Нора испытала неимоверное облегчение – она боялась, что ее начнут расспрашивать. Упреки же за резкие слова в адрес своей подопечной она вполне была готова стерпеть, если только дело не дойдет до перекрестного допроса.
Они сошли вниз; мистер Опеншоу нес Элси на руках; Эдвин бодро перебирался со ступеньки на ступеньку, делая очередной шажок правой ножкой и крепко держась за руку матери. Обоих детей посадили на свои места за столом, накрытым к завтраку, после чего мистер и миссис Опеншоу отошли к окну, поджидая своих гостей и строя планы на грядущий день. Затем они умолкли. И вдруг мистер Опеншоу повернулся к Элси и сказал:
– А одной маленькой гусыне приснился страшный сон, и она разбудила свою бедную, усталую маму посреди ночи, рассказав невероятную историю о том, что ночью в ее комнате кто-то был.
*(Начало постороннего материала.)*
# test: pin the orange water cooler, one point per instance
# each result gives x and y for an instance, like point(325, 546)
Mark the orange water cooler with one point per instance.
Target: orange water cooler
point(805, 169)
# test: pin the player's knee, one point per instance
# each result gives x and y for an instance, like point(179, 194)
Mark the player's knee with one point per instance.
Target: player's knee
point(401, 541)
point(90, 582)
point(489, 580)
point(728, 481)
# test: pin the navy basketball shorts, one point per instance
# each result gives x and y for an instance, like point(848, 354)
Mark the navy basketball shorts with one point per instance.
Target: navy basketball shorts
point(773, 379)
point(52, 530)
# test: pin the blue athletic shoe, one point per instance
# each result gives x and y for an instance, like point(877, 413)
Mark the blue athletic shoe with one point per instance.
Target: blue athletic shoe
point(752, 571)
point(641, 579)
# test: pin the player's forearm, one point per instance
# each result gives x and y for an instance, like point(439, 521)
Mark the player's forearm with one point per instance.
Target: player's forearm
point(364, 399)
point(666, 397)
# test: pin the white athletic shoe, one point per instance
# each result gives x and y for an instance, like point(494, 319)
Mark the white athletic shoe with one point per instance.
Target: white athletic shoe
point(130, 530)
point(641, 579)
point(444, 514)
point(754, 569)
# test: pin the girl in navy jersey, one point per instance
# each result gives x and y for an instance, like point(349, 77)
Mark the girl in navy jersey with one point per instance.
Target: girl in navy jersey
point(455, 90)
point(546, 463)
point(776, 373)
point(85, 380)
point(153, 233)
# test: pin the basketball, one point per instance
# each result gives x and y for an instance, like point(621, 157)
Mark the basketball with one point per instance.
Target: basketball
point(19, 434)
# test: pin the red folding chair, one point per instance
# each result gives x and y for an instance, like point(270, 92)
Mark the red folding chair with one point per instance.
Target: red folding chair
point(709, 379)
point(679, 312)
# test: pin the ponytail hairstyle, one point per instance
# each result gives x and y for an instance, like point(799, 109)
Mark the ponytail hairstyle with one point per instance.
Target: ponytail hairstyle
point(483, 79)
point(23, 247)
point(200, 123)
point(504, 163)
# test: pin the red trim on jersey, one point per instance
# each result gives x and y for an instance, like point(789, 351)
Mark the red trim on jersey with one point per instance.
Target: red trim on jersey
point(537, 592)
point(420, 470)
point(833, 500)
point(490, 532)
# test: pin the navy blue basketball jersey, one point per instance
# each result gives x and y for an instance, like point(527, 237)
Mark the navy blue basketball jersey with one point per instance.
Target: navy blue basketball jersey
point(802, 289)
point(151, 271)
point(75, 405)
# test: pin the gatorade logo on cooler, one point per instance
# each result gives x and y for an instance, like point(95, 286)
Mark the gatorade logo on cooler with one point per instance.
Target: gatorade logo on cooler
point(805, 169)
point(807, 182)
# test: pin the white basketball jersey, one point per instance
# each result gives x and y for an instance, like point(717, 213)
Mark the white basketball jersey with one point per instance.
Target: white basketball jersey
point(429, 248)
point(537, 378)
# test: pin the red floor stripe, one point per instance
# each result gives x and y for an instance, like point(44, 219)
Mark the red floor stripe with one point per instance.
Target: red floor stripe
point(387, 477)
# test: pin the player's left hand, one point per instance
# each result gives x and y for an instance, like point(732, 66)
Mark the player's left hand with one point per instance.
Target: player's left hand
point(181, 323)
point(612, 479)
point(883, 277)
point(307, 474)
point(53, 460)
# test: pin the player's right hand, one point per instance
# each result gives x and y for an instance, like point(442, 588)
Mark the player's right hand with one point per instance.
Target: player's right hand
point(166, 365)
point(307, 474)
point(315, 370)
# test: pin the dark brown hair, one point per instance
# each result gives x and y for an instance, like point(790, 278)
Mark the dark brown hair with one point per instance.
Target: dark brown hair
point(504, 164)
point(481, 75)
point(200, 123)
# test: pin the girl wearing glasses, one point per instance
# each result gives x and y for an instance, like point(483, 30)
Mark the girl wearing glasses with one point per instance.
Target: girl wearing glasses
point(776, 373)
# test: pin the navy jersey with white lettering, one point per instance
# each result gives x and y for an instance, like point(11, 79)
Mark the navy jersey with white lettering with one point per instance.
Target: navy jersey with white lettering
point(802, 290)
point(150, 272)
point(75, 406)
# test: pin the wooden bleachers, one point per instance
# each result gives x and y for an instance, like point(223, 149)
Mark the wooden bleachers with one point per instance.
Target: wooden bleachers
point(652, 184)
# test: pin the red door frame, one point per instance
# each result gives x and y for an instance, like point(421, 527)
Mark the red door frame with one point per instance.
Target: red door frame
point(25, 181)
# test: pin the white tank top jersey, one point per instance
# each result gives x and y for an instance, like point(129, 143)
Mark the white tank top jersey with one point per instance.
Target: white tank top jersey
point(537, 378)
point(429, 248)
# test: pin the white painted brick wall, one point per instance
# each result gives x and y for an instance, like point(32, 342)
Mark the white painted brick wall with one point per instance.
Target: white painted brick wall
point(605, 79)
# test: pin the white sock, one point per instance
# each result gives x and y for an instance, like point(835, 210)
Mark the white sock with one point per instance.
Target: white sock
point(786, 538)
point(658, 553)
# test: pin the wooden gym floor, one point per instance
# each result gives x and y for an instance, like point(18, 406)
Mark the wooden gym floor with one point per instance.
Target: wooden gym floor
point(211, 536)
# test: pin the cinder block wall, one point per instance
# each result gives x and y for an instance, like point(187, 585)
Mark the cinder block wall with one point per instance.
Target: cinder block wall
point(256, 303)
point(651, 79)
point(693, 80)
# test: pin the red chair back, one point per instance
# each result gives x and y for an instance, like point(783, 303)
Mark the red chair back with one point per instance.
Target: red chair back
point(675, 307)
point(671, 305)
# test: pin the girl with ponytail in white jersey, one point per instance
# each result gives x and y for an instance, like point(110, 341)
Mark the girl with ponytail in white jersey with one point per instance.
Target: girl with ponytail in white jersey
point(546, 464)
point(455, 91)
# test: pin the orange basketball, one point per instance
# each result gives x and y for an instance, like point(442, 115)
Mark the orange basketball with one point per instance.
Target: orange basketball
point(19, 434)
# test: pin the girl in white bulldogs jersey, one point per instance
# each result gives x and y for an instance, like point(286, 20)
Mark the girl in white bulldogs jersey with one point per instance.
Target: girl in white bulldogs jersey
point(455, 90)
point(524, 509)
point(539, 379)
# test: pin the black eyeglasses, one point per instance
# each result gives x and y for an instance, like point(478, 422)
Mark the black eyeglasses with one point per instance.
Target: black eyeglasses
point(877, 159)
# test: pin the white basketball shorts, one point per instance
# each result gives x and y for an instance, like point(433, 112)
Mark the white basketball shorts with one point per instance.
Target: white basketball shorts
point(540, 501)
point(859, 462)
– Папа! Я уверена, что видела его, – со слезами на глазах заявила в ответ Элси. – Я не хочу, чтобы Нора сердилась; но я не спала, хоть она и утверждает обратное. Я и вправду заснула поначалу, но потом проснулась и мне стало очень страшно. Я крепко зажмурилась, однако затем чуточку приоткрыла глаза и рассмотрела мужчину вполне отчетливо. Он был высокий, загорелый, с бородой. И стал молиться. А после взглянул на Эдвина. А потом Нора взяла его за руку и увела прочь, но перед этим они пошептались о чем-то.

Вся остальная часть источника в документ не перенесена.